Psoriasis is a well characterized interleukin (IL)-17A-driven skin disease with neutrophil infiltration and epidermal hyperkeratosis. Several biomarkers, most prominently β-defensin-2 (BD-2), have been identified using local and systemic invasive measurements as responsive markers of IL-17A-driven skin pathology. We sought to determine whether measurements of epidermal proteins by tape stripping could offer a minimally-invasive method to assess treatment responses. We compared the expression of 170 proteins in the epidermis (tape stripping) and dermis (open flow microperfusion) of 8 psoriatic subjects before and after administration of a single dose of subcutaneous (s.c.) antiIL-17A mAb secukinumab.
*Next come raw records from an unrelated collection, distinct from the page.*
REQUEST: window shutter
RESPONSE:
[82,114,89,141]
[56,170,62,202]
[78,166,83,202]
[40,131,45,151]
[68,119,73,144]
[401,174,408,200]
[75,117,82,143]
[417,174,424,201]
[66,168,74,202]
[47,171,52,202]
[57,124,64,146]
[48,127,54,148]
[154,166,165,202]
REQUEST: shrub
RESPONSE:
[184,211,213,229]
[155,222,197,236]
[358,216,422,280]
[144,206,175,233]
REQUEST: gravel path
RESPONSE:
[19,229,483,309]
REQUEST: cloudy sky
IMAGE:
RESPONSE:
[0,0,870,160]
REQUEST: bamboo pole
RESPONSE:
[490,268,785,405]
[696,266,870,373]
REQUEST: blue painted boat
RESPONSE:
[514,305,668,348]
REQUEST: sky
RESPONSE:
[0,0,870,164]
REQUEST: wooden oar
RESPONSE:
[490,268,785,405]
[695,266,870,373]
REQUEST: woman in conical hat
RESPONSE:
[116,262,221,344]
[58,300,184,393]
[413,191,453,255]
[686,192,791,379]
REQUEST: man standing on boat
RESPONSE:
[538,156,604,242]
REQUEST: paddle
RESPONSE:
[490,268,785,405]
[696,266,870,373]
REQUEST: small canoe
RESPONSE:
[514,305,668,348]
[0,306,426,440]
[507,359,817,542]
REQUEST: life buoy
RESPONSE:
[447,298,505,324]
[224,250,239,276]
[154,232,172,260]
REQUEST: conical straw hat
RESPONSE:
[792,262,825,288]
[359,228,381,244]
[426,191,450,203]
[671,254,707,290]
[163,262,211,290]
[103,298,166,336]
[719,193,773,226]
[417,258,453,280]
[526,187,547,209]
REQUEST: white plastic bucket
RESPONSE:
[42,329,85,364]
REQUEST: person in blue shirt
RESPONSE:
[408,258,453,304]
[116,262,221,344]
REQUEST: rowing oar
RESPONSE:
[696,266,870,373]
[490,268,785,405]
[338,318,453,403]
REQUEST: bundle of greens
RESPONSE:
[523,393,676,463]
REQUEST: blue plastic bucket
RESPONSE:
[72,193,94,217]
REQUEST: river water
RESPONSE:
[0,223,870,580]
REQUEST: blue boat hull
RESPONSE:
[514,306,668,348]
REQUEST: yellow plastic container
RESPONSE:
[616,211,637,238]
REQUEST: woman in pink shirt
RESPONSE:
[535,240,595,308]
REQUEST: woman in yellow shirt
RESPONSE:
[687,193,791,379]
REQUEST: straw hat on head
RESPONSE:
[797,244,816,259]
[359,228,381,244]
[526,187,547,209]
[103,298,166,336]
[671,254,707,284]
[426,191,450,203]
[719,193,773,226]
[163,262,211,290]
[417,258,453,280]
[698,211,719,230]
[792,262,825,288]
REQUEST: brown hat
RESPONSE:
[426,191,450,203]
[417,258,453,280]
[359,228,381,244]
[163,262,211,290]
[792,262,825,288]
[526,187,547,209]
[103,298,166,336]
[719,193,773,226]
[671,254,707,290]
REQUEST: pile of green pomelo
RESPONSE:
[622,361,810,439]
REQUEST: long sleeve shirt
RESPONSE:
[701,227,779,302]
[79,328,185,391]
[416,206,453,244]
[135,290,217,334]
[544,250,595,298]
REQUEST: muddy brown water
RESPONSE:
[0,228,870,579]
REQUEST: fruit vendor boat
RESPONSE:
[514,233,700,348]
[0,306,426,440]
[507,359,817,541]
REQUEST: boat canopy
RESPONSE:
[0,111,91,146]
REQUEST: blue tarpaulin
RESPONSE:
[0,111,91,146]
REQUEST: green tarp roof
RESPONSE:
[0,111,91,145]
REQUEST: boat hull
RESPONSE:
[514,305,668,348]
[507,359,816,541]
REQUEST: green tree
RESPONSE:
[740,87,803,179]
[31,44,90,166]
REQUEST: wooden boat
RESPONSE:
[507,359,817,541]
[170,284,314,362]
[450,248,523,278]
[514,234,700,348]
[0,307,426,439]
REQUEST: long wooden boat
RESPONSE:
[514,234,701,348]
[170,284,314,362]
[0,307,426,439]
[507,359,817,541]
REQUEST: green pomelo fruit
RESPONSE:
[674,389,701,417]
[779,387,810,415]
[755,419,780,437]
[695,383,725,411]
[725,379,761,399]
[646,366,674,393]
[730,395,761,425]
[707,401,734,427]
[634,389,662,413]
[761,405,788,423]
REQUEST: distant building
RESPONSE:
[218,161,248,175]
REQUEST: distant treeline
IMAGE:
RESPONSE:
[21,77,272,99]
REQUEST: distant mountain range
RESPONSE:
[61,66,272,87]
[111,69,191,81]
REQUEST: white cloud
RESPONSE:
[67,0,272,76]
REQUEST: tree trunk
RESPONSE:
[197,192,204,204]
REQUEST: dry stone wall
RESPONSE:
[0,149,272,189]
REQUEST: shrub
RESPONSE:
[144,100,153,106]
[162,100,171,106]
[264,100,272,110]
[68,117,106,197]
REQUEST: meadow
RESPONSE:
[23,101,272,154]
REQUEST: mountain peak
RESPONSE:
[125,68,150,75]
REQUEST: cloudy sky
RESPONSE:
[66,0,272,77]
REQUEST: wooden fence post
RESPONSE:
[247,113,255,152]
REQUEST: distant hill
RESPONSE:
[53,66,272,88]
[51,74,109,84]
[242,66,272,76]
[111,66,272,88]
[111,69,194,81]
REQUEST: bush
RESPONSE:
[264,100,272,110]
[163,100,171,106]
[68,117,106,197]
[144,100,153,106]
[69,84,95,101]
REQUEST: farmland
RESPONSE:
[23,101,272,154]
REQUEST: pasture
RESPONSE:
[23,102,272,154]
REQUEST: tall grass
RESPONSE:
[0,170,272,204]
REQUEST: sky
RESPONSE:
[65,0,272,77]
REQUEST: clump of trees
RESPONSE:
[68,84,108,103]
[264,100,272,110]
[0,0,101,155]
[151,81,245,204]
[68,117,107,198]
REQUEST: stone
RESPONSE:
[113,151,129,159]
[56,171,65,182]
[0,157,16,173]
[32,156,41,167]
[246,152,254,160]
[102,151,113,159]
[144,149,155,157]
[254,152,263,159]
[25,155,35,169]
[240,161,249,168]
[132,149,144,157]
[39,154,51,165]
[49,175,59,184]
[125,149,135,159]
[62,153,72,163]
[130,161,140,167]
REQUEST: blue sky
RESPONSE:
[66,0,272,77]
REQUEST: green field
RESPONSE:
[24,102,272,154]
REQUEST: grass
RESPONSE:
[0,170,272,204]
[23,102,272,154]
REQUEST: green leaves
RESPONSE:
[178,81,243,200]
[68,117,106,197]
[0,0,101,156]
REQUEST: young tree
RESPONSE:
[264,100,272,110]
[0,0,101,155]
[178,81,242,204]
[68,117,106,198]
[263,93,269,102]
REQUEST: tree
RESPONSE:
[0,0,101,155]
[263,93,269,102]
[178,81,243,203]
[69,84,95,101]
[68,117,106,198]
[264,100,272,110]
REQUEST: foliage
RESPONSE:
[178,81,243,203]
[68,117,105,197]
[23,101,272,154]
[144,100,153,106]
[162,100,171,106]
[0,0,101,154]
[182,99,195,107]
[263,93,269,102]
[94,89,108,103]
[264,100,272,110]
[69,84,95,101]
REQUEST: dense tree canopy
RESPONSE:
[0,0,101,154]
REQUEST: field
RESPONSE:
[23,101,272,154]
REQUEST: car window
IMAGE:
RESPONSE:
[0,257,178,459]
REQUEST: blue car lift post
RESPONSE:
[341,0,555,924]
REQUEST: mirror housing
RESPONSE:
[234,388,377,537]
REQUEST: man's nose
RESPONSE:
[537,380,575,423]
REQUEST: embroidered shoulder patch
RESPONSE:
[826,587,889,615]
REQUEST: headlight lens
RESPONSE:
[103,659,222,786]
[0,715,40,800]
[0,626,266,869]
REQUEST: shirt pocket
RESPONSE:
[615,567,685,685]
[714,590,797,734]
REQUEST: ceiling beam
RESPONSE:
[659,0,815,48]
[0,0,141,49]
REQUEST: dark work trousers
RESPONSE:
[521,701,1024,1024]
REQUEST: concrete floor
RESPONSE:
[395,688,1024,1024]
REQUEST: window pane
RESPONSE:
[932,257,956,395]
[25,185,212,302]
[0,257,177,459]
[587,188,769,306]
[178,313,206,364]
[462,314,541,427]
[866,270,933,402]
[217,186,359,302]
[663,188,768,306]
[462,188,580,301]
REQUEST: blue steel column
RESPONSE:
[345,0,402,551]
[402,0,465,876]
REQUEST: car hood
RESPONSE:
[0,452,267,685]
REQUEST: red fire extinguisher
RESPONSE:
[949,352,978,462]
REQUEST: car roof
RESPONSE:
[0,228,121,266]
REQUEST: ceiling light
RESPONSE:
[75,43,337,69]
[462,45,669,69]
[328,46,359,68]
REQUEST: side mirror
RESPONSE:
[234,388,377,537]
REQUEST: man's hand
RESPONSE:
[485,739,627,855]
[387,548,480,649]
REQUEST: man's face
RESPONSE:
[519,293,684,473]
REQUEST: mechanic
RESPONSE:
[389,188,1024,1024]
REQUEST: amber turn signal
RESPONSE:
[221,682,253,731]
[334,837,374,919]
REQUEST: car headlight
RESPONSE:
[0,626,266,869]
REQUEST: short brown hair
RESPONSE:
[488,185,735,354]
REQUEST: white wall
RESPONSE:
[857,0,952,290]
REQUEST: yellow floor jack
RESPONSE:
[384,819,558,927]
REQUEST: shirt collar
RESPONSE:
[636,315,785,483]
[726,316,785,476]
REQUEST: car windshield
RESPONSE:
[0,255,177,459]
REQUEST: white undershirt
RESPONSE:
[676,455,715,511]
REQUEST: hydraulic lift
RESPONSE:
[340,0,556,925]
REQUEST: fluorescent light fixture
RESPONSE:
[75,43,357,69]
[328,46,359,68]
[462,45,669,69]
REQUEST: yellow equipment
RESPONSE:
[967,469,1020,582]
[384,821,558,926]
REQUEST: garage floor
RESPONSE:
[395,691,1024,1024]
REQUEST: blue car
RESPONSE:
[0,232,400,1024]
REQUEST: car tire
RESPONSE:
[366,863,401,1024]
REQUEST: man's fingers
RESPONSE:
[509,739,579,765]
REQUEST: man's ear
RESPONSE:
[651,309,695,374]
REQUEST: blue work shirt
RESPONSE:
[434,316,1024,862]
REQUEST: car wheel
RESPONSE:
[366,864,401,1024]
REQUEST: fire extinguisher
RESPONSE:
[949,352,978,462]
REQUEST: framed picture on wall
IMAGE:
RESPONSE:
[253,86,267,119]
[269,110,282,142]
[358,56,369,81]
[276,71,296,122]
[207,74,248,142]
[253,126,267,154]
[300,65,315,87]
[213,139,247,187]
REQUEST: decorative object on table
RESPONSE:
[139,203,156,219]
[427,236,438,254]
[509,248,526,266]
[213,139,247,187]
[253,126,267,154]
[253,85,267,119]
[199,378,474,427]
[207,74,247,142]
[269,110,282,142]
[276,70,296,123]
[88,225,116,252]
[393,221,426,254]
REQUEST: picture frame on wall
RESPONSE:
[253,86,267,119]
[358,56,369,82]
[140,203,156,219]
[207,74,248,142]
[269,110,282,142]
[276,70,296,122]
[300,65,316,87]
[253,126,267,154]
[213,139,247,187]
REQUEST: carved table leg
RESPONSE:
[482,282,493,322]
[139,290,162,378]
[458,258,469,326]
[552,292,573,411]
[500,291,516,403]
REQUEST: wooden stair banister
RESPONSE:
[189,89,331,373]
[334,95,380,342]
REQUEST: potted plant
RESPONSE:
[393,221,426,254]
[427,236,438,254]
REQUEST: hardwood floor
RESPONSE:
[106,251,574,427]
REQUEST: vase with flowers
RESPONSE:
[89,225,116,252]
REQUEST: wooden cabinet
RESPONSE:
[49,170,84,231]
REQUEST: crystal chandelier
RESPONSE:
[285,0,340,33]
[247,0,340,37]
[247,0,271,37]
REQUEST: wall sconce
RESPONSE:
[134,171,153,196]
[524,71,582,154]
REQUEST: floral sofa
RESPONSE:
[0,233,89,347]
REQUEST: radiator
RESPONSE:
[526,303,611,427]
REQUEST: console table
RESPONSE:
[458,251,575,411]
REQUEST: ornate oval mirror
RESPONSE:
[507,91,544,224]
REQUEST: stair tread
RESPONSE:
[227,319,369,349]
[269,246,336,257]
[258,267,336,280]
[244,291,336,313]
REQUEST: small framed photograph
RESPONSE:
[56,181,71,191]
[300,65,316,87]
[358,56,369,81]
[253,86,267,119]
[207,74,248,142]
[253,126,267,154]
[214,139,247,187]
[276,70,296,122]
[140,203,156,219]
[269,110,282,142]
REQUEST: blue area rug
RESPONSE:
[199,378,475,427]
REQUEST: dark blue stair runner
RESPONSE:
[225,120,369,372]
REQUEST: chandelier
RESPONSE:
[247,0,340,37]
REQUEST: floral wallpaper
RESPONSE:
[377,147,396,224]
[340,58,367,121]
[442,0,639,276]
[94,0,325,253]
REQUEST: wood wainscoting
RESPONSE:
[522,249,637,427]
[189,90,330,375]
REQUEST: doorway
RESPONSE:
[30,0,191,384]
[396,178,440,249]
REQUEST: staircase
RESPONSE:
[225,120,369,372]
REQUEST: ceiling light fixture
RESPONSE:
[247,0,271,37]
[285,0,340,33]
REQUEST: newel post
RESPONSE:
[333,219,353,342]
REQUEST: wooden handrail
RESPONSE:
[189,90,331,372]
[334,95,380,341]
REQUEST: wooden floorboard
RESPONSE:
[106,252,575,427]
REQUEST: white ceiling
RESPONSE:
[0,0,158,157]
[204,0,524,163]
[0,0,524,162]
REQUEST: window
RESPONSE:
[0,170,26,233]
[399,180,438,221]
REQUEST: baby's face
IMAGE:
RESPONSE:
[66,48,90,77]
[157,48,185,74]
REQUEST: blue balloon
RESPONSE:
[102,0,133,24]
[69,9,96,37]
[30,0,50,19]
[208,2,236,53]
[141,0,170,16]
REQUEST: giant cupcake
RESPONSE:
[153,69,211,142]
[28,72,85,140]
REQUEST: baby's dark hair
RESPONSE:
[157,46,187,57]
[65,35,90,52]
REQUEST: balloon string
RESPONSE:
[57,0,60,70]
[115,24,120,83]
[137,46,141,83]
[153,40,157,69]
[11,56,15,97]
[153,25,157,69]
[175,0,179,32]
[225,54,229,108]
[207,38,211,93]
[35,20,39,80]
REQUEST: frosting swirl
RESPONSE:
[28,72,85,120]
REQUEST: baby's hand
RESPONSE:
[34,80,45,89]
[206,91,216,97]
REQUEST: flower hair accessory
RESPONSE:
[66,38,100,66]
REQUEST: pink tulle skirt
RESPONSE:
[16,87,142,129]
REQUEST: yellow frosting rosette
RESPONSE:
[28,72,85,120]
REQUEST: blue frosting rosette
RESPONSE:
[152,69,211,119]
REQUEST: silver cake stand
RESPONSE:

Proteomic analyses of tape strips revealed a >3-fold decrease in 32 epidermal and inflammatory cell proteins in response to secukinumab. The epidermal proteins with the largest (>10-fold) decreases were: matrix metalloproteinase-8 (MMP-8, 15.68-fold, p<0.05); myeloperoxidase (MPO, 14.72-fold, p<0.005); IL-8 (11.93-fold, p<0.05); MMP-9 (10.81-fold, p<0.005); and IL-1β (10.35-fold, p<0.05). For these proteins, greater-fold protein changes were detected in the epidermis compared to dermis. Immunohistochemical analysis confirmed that neutrophils are the predominant cell type in psoriatic skin lesions that express MPO, MMP-8 and MMP-9, and that secukinumab treatment dramatically decreases neutrophil accumulation. Thus, tape stripping may be used to assess epidermal neutrophils, and protein biomarker responses to anti-IL-17A therapy in psoriasis.